Es ist nicht der einzige Schwarzbär in diesem Bereich des Clayoquot Sound. So steuert unser Bootsführer zunächst eine kleine Bucht ganz in der Nähe an, wo ein zweiter Bär gerade auf dem Weg ins Gestrüpp ist. Leider, denn durch das Dickicht ist er nicht mehr zu sehen. Oder doch? Es dauert etwas, aber das leise Warten lohnt sich: erst sehen wir den Bären, wie er in der Ferne durch die Äste und Büsche spaziert, dann wie er ans Ufer kommt. Nach einem kurzen Blick in unsere Richtung erklärt uns für uninteressant. Seine Aufmerksamkeit gilt allein den Muscheln und Krebsen, die sich unter den Steinen versteckt halten. Fragt sich bloß, unter welchen? Mit seinen Pranken muss er einen nach den anderen umdrehen, bis er dann endlich fündig wird.

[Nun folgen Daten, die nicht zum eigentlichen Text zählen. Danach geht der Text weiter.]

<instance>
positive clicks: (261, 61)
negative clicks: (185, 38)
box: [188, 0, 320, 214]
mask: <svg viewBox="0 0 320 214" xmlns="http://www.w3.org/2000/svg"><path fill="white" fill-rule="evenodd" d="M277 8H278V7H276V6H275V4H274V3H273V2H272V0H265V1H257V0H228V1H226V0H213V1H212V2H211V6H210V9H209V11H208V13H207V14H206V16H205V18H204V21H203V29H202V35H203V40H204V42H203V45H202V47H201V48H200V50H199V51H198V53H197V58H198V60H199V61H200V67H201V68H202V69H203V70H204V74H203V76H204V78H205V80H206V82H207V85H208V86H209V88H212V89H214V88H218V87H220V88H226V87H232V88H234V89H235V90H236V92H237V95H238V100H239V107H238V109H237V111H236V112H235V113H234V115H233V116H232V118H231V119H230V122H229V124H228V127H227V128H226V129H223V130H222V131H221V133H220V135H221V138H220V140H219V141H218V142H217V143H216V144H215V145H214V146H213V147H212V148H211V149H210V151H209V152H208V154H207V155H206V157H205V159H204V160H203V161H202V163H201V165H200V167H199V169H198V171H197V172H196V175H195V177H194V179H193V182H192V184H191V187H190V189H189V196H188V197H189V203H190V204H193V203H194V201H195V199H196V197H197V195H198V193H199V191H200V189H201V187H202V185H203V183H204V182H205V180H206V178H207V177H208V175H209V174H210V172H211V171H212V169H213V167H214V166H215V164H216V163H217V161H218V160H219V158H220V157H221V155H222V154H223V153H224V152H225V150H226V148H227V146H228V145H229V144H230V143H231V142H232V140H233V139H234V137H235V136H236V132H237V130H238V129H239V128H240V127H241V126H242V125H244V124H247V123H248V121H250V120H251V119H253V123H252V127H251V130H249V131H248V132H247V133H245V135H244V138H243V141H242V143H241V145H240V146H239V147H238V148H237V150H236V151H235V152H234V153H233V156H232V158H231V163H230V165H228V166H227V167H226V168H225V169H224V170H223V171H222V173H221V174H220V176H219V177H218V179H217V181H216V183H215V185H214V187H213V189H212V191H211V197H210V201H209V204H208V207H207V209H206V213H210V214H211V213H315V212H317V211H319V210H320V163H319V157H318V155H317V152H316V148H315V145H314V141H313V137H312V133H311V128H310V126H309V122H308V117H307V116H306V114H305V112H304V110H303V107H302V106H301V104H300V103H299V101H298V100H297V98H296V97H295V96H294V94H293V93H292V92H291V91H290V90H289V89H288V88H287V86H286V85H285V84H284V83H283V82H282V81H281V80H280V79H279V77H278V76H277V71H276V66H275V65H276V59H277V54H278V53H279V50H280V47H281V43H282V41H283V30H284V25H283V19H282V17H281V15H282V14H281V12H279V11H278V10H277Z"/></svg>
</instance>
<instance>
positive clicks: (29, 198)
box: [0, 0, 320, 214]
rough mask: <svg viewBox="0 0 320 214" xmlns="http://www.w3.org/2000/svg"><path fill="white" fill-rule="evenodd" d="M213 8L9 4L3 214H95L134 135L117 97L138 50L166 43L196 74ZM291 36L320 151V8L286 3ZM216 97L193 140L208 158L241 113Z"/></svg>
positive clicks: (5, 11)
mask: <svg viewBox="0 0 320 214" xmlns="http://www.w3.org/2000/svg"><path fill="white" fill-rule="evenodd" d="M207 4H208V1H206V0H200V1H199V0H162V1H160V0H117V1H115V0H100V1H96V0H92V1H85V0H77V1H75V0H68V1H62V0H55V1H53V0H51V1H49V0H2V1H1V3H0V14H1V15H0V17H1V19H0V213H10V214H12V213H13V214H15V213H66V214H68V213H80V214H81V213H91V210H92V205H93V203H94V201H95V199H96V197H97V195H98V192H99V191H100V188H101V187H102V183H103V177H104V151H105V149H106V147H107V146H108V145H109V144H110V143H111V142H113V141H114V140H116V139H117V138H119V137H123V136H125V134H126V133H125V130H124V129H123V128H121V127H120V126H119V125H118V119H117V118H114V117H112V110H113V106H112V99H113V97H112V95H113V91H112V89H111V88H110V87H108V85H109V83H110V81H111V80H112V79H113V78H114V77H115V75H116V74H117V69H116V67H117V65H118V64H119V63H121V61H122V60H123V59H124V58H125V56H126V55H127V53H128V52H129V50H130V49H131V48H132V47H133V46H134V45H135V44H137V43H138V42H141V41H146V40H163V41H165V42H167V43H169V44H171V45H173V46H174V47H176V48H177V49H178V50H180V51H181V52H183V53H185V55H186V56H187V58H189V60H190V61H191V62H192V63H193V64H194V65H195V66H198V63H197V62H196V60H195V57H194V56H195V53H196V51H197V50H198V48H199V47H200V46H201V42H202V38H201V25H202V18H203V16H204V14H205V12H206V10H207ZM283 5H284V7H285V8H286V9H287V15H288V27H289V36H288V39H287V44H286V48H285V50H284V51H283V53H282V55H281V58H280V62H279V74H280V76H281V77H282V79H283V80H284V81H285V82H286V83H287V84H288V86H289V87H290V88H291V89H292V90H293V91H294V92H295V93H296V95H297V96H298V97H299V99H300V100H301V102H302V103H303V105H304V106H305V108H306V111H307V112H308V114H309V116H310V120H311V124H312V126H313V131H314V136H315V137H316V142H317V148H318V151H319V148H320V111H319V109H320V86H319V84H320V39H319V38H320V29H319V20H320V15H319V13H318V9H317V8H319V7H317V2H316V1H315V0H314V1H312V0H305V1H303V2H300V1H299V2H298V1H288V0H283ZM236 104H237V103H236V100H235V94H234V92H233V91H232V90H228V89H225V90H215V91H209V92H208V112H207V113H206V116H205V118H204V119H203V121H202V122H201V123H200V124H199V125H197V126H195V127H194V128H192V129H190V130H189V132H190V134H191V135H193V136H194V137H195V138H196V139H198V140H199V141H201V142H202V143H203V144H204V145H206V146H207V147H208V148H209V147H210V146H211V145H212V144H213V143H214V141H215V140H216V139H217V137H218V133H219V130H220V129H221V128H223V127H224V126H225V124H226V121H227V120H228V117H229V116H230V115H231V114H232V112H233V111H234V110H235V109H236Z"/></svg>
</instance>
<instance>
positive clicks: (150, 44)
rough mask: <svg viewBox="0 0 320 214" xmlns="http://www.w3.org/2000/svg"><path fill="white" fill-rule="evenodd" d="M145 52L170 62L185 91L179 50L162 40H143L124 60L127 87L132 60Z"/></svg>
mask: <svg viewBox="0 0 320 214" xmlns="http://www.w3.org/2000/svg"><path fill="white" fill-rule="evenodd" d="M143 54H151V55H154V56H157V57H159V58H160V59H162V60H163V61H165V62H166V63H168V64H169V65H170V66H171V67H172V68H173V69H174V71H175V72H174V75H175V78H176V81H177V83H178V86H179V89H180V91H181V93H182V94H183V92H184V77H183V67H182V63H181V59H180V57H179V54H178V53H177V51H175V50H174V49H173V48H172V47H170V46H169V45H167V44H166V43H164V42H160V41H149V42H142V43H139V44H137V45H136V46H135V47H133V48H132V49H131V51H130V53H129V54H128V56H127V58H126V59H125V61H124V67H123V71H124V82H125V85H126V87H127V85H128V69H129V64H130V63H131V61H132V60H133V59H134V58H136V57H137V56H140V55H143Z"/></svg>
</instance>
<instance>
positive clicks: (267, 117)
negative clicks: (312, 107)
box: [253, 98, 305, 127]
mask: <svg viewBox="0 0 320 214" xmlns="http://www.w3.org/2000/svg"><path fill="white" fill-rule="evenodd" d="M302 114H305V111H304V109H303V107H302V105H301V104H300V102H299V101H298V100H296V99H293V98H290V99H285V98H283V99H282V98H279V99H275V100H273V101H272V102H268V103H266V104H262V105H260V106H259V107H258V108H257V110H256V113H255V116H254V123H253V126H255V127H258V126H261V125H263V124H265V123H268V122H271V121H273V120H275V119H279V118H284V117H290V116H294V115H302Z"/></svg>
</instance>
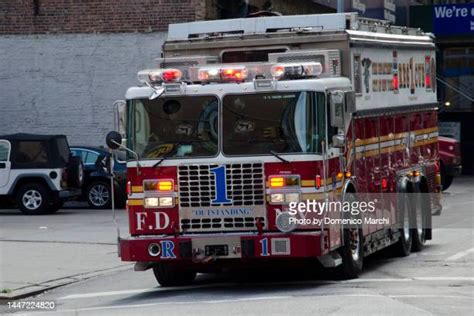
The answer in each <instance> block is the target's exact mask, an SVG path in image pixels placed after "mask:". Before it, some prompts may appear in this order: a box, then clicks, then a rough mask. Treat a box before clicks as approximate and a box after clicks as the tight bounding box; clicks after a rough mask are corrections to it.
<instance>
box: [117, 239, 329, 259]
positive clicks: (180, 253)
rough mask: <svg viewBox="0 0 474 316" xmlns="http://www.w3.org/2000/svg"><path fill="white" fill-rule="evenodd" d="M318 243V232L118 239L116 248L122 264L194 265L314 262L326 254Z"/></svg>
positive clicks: (325, 250)
mask: <svg viewBox="0 0 474 316" xmlns="http://www.w3.org/2000/svg"><path fill="white" fill-rule="evenodd" d="M325 237H327V236H326V235H325ZM321 239H322V238H321V232H301V233H300V232H294V233H291V234H283V233H263V234H256V233H255V234H225V235H223V234H216V235H207V234H206V235H185V236H178V237H171V236H162V237H158V236H150V237H129V238H125V239H120V244H119V247H120V256H121V258H122V260H123V261H138V262H153V261H190V262H194V263H198V262H206V260H209V259H212V260H216V259H218V260H220V259H242V260H251V259H271V258H316V257H319V256H321V255H324V254H326V253H327V252H328V251H327V249H326V248H327V247H325V246H324V245H323V244H322V240H321ZM323 240H327V238H323ZM150 245H153V246H155V250H156V249H158V248H159V253H158V254H157V253H156V252H155V254H154V255H150V253H149V247H150ZM156 245H158V248H156ZM215 249H220V250H222V249H227V254H222V253H221V254H216V253H213V251H215Z"/></svg>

Nachdem wir den ersten Schwarzbären der Zodiac-Tour von allen vier Seiten zig mal aufgenommen haben, fahren wir nur ein kurzes Stück weiter bis zum nächsten Schwarzbären. Es ist einen Deut größer als der erste, was unsere Aufregung nochmals steigert. Daneben lenken auch andere Tiere unsere Aufmerksamkeit auf sich: unfotografierbar stürzt ein King Fisher zwischen uns und dem Bär ins Wasser und ist im nächsten Augenblick auch schon wieder verschwunden.
Deutlich einfacher zu beobachten ist da ein Weißkopfseeadler, der seinerseits alles Bewegliche um sich herum genau beobachtet. Als wir schon wieder auf dem Rückweg nach Tofino sind, sehen wir zuletzt noch eine Bärenmutter mit ihrem Jungen. Während sie sich ums Frühstück kümmert, blickt der Kleine neugierig zu uns herüber. Ja, an uns ist deutlich mehr dran als an einer Muschel. Nur schmecken tun wir nicht.
Auf der Fahrt zurück nach Tofino zahlt es sich für uns übrigens das erste Mal aus, dass wir den Ausflug daheim gebucht und auch sogleich bezahlt haben. Dadurch sind Annette und ich einfach nur froh, an der Tour in den Clayoquot Sound teilgenommen und diese für uns absolut neuen Eindrücke gesammelt zu haben. Anderen Teilnehmern hingegen schlägt der hohe Preis noch auf den Magen. Aber hey, dafür haben wir Bären in freier Wildbahn gesehen; und das ganz, ganz nah!!! Es ist ein Erlebnis, das nicht jedem Kanada-Reisenden gegönnt ist.